Once wealthy, Khan has become a marginal farmer due to erosion. He now works on the fields of others in the village to earn a minimum share of the paddy as his wage. His three sons left farming and now work as daily-wage labourers in the nearby towns, earning Rs 250-300 per day.

“I owned 32 bighas of land here. The land was fertile and the production was good before the river ate it up. We grew three crops every year of paddy, lentils, mustard, jute and vegetables. Land here is so fertile that one does not need to care much for the crops. What I earn now is not sufficient to run a large family like ours. My sons have been forced to do low-paying non-farm activities. What can we do? This is our fate,” Khan said, blaming the river.

Miah and Khan are among 25 lakh people living on an estimated 2,251 chars that dot the entire river system in Assam. They have been hit hard by the changing climatic conditions that have affected the hydrological pattern of the Brahmaputra and its tributaries, forcing them to relocate — within a char or away from the river banks.

According to data provided by the Assam government during the session of the 126-member Legislative Assembly in October 2018, a total 4.27 lakh hectares of land have been lost due to erosion in Assam.

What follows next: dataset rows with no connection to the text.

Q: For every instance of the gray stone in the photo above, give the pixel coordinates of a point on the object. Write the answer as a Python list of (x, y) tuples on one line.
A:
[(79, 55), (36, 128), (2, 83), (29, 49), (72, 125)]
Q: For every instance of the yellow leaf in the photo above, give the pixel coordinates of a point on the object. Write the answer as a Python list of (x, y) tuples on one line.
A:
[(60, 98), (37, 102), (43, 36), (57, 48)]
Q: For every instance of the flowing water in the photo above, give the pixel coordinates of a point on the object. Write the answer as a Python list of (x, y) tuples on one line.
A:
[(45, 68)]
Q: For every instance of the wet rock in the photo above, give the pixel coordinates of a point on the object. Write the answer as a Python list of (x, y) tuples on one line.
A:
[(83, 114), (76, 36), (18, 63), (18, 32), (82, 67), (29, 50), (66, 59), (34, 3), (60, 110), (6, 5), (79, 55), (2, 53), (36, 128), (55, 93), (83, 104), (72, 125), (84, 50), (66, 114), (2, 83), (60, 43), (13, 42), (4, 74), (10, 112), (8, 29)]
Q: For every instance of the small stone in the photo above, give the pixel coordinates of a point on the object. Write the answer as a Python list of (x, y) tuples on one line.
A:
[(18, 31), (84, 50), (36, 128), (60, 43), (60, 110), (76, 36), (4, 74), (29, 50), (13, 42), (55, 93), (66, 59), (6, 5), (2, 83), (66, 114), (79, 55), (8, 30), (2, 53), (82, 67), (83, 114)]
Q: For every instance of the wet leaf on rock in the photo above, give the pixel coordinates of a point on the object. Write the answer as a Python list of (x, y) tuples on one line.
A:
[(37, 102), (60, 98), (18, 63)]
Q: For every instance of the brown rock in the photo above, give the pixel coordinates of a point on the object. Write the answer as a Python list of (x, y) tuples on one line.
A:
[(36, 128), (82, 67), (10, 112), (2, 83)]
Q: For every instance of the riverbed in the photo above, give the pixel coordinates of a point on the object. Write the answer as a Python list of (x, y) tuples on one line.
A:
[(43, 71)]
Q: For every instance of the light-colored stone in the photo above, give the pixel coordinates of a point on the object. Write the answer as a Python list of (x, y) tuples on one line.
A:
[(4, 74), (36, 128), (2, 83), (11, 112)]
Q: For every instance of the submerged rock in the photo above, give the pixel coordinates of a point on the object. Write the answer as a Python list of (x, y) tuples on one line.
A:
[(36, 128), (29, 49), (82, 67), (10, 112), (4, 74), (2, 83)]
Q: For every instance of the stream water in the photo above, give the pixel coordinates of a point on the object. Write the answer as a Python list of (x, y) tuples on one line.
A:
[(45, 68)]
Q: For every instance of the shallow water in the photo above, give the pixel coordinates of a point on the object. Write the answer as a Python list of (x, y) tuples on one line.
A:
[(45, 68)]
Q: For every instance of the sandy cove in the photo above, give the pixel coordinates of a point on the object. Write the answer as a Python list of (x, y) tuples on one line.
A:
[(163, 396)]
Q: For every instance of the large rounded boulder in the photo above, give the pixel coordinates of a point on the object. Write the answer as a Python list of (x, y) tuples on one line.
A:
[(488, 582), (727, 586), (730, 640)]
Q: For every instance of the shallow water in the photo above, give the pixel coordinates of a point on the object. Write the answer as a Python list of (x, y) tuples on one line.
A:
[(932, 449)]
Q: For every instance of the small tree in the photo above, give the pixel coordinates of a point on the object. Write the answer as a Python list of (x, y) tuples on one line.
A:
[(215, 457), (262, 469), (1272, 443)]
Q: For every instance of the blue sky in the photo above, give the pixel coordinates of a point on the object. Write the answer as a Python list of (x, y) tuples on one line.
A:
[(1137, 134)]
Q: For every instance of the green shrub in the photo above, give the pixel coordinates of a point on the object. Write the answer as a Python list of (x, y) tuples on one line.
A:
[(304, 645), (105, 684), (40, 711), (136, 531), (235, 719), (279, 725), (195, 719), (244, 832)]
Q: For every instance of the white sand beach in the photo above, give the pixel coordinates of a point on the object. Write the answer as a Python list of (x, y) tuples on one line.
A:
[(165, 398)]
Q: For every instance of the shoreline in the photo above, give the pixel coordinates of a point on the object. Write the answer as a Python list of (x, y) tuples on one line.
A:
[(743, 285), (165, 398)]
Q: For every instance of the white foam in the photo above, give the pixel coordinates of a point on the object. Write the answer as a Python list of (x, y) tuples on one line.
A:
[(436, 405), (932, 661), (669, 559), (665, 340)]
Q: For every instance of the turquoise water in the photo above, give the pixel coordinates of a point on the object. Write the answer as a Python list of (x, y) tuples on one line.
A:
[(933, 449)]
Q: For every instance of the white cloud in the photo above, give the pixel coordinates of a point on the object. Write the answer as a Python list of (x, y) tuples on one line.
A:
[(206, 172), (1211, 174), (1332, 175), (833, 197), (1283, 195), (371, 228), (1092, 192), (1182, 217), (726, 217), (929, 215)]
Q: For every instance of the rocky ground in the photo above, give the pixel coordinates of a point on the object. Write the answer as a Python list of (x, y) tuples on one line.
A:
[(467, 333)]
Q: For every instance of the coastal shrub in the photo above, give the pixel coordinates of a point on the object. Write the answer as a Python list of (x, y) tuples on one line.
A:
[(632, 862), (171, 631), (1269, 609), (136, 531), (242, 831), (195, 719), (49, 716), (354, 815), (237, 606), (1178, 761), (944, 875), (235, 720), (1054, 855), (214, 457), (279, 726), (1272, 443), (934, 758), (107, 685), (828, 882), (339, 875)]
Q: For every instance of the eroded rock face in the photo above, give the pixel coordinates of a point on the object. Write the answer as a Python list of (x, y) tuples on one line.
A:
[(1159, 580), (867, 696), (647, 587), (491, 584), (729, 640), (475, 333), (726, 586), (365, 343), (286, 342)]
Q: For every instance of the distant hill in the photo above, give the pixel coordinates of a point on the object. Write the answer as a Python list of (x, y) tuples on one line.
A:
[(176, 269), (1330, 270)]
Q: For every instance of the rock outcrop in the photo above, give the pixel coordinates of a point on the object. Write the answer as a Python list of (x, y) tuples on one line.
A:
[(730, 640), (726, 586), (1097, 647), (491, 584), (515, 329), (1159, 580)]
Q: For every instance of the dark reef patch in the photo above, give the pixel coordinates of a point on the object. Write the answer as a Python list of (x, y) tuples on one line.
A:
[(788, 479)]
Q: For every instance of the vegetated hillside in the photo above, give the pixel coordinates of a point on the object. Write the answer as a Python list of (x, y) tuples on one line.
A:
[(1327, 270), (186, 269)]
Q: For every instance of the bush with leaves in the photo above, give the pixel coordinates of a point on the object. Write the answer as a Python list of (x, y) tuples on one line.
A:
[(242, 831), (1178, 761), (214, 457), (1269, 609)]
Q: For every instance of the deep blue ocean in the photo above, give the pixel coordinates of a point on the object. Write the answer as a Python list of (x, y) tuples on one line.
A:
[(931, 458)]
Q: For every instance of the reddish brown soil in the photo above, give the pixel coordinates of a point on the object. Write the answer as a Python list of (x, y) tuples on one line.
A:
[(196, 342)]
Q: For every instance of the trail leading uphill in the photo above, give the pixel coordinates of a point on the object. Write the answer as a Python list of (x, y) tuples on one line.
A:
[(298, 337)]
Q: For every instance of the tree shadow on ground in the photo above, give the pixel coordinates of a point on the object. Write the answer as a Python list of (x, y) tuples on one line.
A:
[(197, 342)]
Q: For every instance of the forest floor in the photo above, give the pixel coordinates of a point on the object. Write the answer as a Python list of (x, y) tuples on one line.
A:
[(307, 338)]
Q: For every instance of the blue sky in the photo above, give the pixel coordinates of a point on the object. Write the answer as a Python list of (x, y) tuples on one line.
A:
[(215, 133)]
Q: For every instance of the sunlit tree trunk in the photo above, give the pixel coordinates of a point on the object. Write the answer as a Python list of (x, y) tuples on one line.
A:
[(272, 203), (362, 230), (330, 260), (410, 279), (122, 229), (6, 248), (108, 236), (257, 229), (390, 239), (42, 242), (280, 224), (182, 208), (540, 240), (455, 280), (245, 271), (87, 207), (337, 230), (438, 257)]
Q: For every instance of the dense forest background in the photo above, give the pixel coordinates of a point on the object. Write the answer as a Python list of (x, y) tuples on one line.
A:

Former Minister of Assam Water Resources, Keshab Mahanta told the House that an average of 8,000 square km land is eroded by Brahmaputra and its tributaries every year.

“The change in temperature and rainfall pattern in the Northeast indicates that climate change has impacted Assam and other parts of the region along with the rest of the world. This change in the rainfall pattern has led to the recent volatility of the rivers. The Himalayas are also fragile and more rainfall triggers their erosion. Besides, the Northeast is located in Seismic Zone V and hence, witnesses regular seismic activity, which also leads to erosion,” said Partha Jyoti Das, who heads the water, climate and hazard division of Aaranyak, a Guwahati-based biodiversity and conservation organisation.

(The story is written as part of a fellowship offered by climate cell of Assam Science, Technology and Environment Council.)